For those who have been urged by the government to work from home, this adjustment is not only about figuring out how to work from home effectively, what room to work from, how to set up computers and laptops and chairs, but how to do the same whilst juggling children at home.
 
In life before COVID-19, it would be almost unthinkable to attempt to do a full day of work with children at home, let alone be settling in to do this for the many weeks that lie ahead.

It might be that you are in a household where you are the only one caring for children at home, or you might be able to share the caring with others in your household.

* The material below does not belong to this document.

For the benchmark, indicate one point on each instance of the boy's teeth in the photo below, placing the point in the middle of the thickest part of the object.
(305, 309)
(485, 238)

Whatever your individual circumstances, the adjustment is going to be difficult, and challenging, but there are things that you can do to make it as manageable as possible.
 
Practical steps:
 
1. Accept that there will be disruption to your daily working life, that long periods of concentration may not be possible and that productivity will be affected.
 
2. Be kind to yourself.
 
3. Allow for a period of adapting to the adjustment and accept that you might not like it but know that you will get through it. 
 
4. Remember that many work colleagues, supervisors, line managers, friends, are likely to be dealing with the same issue. Connect with them and share experiences. 
 
5. Make a plan for each day to give the day structure but be prepared for it to be flexible. 
 
Legal rights – what can you ask of your employers? 
 
1. Consider using holiday leave to either make new childcare arrangements or look after your children yourself whilst they are not in school. This might help with a week here and there but given the likely length of the measures currently in place, this might not work in the long term.
 
2. Consider asking for dependant leave. This is usually unpaid leave but some employers will offer payment so it is worth checking your contract. Anyone who has someone who ‘depends on them’ is entitled to take it. It is unlikely to be a long-term solution but it might be useful to use for a few days whilst you adjust to all being at home together.
 
3. Consider asking for parental leave. Every parent of a child or adopted child is entitled to take a maximum of 18 weeks per child, up to the child’s 18th birthday. This is always unpaid leave and is normally taken in weekly periods. You need to be eligible and have been with the company for more than a year in order to use this.
 
4. Consider proposing a flexible working arrangement that allows you to work as best you can whilst also managing children at home over this period of disruption, for example: 
 
a. Could your work-day be split with a partner, or relative so that someone works early (7am-1pm) and someone works later (1pm – 6pm) and additional hours are worked in an evening if needed.
 
b. If you work part time already can you reduce your hours worked each day but increase your days worked over the week.
 
c. If you don’t work part time could you consider asking to work part time on a temporary basis for the coming weeks.
 
d. Can you work your hours outside of your employer’s normal working hours.
 
e. Can you work on weekends when others might be around to look after children and swap these days for some of your normal working days.
 
f. Consider whether you could ask to work compressed hours, working longer hours over fewer days on a temporary basis.
 
Whether flexible working would work for you, will depend very much on your role and normal working pattern, however now is the time to be considering creative ways in which you can meet work commitments whilst looking after children at home, and whilst maintaining a degree of sanity. 
 
The key is to open discussions with your employer sooner rather than later. Put forward suggestions that you think can work and why, and be prepared to be flexible about them. Ideally get an agreement to a temporary change in working pattern in writing, and keep it under review. 
 
We are in an unprecedented situation where millions of us are facing the same issues. Whilst that doesn’t make them easier to deal with, what it does mean is that employers are likely to understand and accept that disruption is inevitable.

What is important is demonstrating the steps you are taking to continue as best you can, in light of the unsettling circumstances.